Decíamos en II que, en la actualidad y transcurrida la época de los grandes polemistas, que se servían de la razón para mostrar la presencia de Dios en el mundo, apenas les queda a los discípulos de Cristo otra instancia de convicción que el testimonio de vida.

Y es ese testimonio el que se impone al prójimo más allá de los argumentos racionales.

La dificultad para superar los límites culturales solo puede salvarse mediante el contacto sutil e inobjetivable entre las personas, cada una de las cuales es reflejo de Dios, de manera que la presencia divina se hace patente a través del respeto y del amor incipientes.
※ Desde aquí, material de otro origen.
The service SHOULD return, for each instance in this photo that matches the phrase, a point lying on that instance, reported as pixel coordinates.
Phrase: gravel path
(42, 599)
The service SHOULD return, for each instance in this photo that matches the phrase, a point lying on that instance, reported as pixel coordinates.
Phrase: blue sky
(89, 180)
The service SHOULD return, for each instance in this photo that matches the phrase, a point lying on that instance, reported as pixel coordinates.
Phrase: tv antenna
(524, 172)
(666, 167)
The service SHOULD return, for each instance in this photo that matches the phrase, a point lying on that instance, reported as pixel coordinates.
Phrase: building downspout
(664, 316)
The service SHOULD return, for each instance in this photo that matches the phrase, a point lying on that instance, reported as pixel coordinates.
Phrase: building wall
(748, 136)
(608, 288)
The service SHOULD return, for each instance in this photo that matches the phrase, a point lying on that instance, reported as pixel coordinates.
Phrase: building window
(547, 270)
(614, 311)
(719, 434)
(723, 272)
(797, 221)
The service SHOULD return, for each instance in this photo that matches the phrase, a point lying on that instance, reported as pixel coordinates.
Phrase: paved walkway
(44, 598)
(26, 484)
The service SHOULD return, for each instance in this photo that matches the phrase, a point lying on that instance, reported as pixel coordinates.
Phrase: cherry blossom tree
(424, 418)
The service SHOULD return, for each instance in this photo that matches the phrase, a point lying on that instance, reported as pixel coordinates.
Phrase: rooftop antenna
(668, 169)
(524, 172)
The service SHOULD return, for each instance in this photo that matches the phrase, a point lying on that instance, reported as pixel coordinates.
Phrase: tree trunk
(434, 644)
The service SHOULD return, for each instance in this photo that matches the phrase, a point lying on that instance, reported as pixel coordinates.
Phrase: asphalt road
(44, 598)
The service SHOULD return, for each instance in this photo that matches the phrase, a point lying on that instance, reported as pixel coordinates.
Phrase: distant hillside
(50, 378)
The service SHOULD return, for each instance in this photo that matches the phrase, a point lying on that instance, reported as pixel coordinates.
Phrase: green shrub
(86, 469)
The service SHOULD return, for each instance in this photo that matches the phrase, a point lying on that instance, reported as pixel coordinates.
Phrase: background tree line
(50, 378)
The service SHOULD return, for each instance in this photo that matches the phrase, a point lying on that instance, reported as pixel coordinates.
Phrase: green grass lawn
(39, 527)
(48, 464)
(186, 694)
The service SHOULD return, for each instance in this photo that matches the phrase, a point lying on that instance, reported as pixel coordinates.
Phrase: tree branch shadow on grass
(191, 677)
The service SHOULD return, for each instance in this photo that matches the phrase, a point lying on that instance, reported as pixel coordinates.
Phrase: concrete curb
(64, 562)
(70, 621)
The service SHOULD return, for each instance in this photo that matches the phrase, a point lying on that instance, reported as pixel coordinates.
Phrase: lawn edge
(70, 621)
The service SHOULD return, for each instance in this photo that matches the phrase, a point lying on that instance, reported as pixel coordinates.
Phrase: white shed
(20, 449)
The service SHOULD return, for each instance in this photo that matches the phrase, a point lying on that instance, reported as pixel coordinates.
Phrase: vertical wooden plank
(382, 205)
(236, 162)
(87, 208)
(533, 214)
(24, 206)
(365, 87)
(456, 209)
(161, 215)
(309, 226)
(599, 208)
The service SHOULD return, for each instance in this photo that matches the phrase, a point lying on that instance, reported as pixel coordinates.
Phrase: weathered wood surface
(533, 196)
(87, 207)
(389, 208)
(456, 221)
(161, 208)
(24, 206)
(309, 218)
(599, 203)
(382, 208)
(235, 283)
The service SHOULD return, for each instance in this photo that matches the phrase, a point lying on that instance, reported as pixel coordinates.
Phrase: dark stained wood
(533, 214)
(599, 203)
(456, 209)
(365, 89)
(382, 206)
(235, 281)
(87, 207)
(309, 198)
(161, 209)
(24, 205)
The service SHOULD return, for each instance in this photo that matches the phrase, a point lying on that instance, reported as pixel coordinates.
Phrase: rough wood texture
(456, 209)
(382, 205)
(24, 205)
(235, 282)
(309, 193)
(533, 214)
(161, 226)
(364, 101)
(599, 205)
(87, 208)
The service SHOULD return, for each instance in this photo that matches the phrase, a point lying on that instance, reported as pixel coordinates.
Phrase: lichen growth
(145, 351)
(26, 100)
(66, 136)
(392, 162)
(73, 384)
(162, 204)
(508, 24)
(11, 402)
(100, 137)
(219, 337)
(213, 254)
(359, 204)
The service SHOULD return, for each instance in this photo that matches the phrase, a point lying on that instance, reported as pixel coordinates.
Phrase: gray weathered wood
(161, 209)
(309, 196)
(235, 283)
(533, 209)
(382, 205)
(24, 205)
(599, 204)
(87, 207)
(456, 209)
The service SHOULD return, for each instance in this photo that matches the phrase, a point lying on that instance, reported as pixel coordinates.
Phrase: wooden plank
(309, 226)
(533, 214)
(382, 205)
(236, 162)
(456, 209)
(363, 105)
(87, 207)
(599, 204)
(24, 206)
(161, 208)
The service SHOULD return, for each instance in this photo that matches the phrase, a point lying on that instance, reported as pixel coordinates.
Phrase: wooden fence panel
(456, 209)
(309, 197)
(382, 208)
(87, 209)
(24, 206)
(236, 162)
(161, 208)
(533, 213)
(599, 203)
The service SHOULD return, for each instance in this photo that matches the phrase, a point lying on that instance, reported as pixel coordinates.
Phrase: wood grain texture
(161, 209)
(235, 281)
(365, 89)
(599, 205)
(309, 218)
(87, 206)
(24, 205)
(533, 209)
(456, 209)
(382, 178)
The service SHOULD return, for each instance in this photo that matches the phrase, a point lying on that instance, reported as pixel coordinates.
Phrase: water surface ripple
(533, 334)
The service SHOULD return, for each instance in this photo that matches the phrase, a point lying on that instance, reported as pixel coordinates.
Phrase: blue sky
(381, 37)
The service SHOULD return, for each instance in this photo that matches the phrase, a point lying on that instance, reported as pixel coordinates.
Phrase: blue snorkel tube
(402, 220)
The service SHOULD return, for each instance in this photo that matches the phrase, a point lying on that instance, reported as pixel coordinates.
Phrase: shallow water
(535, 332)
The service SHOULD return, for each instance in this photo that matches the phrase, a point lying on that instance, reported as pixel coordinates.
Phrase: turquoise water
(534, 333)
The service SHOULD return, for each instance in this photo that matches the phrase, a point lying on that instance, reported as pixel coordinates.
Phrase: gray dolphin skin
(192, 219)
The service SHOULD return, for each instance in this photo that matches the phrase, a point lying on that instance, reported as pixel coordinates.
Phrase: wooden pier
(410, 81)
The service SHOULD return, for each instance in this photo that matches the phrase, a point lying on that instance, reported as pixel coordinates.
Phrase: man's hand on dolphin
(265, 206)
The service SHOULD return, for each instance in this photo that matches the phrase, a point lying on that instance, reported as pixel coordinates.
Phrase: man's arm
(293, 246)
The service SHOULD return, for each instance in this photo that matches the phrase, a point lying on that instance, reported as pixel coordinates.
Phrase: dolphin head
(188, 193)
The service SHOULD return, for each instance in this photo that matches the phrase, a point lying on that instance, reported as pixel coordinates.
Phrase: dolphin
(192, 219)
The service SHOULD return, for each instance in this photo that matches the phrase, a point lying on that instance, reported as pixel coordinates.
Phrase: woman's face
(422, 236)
Semejante presencia representa, pues, un nivel superior al que nos ofrece la razón. Sin embargo, de no existir reciprocidad resulta incompleta. Y ésta última solo puede lograrse cuando ambas partes se remiten conscientemente a la imagen de Dios que ellas son.

De ahí las limitaciones del diálogo entre cristianos y no cristianos: puesto que su punto de partida no implica reciprocidad, tampoco puede abrirse plenamente a la presencia divina.

Para ello se necesita un diálogo» en el nombre de Cristo». Entonces se manifestará una presencia de rango más elevado.

Más allá de ella, la apertura de la comunión intersubjetiva a la Escritura proclamada en la liturgia eclesial hará posible una experiencia de Dios más profunda, solo superada por la que se nos ofrece en la Eucaristía.